Home > mailing lists

Re: pg_collation.collversion for C.UTF-8 - Mailing list pgsql-hackers

From	Jeff Davis
Subject	Re: pg_collation.collversion for C.UTF-8
Date	April 19, 2023 01:30:13
Msg-id	8ad5213175b25f9ae9f9c38563caaf86cec14ec4.camel@j-davis.com Whole thread Raw
In response to	Re: pg_collation.collversion for C.UTF-8 (Thomas Munro <thomas.munro@gmail.com>)
Responses	Re: pg_collation.collversion for C.UTF-8
List	pgsql-hackers

Tree view

On Wed, 2023-04-19 at 07:48 +1200, Thomas Munro wrote:
> Many OSes have a locale with this name.  I don't know this history,
> who did it first etc, but now I am wondering if they all took the
> "obvious" interpretation, that it should be code-point based,
> extrapolating from "C" (really memcmp order):

memcmp() is not the same as code-point order in all encodings, right?

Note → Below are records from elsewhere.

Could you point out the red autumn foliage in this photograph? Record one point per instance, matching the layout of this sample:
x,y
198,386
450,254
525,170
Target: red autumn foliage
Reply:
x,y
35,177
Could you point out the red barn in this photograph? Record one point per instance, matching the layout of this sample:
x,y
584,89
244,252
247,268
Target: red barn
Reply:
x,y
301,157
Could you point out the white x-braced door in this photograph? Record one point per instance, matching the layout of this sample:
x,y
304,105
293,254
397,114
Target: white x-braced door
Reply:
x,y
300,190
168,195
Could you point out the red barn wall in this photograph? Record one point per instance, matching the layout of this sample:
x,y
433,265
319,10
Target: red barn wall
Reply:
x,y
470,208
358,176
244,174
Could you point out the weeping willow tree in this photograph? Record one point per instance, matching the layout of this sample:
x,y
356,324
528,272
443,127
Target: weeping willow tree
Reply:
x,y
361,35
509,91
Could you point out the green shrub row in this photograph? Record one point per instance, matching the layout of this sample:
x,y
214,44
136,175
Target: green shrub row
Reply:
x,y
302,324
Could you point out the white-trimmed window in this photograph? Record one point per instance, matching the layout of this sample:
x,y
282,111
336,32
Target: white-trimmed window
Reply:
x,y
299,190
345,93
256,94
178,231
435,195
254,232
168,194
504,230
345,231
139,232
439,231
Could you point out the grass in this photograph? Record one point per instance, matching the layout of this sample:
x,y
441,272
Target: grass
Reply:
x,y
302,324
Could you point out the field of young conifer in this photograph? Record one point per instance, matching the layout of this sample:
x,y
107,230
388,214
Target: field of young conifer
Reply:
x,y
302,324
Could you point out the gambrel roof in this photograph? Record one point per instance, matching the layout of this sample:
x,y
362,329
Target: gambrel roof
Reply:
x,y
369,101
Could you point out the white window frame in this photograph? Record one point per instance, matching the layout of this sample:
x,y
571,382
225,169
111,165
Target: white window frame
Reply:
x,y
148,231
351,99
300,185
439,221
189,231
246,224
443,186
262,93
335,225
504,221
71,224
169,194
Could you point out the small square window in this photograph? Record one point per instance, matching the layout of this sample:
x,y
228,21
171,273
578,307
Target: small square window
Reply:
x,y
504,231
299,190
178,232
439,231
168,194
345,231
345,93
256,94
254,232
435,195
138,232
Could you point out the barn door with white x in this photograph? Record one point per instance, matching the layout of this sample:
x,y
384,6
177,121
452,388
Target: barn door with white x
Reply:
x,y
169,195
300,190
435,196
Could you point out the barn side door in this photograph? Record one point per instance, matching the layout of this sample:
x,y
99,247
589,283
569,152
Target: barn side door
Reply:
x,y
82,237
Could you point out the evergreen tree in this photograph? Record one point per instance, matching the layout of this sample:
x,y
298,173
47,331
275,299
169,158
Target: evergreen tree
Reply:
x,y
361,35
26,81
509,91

I've been thinking that we should have a "provider=none" for the
special cases that use memcmp(). It's not using libc as a collation
provider; it's really postgres in control of the semantics.

That would clean up the documentation and the code a bit, and make it
more clear which locales are being passed to the provider and which
ones aren't.

If we are passing it to a provider (e.g. "C.UTF-8"), we shouldn't make
unnecessary assumptions about what the provider will do with it.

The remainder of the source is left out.